While environmentally beneficial, reducing Sulphur content in diesel fuel has compromised its inherent lubricity,
increasing wear in fuel injection systems. Conventional lubricity testing methods are often inconsistent and
inefficient. This study introduces a data-driven framework that leverages machine learning to estimate diesel
lubricity from standard, easily measurable fuel properties. A substantial industrial dataset of over 400 diesel
samples from multiple refineries was analyzed using a dual-strategy approach: a high-performance Random
Forest (RF) model and an interpretable Python symbolic regression (PySR) model, complemented by Principal
Component Analysis (PCA) for dimensionality reduction. The RF model demonstrated high predictive accuracy
(R2 > 0.96). In contrast, the PySR model generated a transparent, empirically derived equation, identifying
distillation-related parameters as the most critical predictors within the analyzed dataset.

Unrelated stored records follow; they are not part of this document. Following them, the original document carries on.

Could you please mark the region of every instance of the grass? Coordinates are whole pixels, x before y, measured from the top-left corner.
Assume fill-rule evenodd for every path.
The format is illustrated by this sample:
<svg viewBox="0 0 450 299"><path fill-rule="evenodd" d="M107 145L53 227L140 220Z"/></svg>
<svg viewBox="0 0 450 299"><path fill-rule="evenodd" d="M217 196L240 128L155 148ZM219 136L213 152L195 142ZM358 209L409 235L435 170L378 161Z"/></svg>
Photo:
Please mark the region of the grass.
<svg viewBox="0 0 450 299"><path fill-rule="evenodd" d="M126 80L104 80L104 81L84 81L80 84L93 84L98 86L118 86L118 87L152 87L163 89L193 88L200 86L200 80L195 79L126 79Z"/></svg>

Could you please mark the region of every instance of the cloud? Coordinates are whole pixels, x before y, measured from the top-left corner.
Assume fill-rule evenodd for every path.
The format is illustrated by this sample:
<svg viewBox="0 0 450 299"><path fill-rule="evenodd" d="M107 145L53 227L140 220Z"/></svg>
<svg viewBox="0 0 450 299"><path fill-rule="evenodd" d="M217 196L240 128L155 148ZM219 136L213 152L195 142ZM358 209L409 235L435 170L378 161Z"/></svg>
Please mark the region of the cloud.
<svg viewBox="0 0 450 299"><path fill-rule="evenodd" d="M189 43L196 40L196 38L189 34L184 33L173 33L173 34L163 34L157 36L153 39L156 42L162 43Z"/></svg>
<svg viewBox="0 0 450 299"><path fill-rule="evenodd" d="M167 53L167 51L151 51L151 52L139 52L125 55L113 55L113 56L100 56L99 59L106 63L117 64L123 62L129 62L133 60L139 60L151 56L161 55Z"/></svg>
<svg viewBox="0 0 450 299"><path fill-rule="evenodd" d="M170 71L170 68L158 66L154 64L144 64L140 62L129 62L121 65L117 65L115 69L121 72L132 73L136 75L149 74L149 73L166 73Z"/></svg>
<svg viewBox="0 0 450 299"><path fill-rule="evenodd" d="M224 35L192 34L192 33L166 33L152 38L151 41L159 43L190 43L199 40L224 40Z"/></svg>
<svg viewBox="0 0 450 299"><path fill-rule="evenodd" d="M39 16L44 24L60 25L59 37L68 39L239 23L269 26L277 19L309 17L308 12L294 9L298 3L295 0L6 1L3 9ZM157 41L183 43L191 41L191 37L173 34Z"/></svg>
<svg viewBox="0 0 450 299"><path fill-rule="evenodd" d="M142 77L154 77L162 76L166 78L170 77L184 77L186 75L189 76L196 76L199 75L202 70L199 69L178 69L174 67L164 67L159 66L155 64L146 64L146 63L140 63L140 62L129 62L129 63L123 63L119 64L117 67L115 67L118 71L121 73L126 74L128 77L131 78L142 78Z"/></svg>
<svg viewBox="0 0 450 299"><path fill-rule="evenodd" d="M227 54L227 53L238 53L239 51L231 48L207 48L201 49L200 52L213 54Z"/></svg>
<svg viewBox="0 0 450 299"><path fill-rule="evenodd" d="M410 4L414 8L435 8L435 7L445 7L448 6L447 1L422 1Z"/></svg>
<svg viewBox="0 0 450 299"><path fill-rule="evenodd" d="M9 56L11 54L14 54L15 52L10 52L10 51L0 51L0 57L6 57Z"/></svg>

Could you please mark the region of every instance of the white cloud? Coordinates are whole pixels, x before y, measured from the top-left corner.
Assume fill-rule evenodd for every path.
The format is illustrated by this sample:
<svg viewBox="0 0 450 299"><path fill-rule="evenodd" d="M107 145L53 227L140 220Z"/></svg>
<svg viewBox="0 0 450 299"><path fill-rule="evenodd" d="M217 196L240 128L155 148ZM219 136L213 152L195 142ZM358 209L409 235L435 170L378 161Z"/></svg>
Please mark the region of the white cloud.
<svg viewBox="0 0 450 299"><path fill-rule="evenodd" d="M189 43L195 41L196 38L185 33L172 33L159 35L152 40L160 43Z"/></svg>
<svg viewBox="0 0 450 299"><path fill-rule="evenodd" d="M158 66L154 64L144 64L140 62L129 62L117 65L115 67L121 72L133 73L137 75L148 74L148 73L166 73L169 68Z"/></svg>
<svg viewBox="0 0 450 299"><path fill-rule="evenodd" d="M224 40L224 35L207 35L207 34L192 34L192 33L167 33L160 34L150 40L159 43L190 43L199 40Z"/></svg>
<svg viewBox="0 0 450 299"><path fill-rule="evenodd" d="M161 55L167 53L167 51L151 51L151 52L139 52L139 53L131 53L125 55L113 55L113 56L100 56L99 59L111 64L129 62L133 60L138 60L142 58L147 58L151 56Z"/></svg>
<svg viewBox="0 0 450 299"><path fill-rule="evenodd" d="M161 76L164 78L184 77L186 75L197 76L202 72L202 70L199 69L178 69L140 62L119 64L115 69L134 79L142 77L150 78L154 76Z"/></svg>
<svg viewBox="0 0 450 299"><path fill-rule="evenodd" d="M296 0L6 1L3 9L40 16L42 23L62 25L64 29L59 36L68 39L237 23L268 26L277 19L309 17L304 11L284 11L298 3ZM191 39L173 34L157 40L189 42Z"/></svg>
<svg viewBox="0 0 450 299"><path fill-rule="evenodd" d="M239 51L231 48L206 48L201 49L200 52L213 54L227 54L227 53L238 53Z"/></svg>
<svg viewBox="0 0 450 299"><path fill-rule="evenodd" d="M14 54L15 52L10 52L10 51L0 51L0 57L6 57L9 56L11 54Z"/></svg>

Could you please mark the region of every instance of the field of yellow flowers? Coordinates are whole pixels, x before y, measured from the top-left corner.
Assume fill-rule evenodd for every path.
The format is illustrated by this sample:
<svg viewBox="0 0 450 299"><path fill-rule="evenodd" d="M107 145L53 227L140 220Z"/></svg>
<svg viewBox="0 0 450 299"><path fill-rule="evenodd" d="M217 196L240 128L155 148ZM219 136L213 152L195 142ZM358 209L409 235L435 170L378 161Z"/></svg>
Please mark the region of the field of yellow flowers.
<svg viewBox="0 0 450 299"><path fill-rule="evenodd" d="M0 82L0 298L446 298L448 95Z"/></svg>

While these regression
models successfully capture statistical patterns, it is recognized that they primarily function as “black-box” estimators
that do not account for the specific chemical additives or surface-active polar compounds that fundamentally
govern boundary lubrication. SHAP analysis revealed that while parameters like density and flash point
show statistical importance within this specific model, they are not necessarily physically related to Wear Scar
Diameter (WSD) in practice. The methods use in the current work offers a refined statistical approach to estimating
lubricity, providing a screening tool that complements traditional testing while acknowledging the
inherent complexity of diesel fuel chemistry.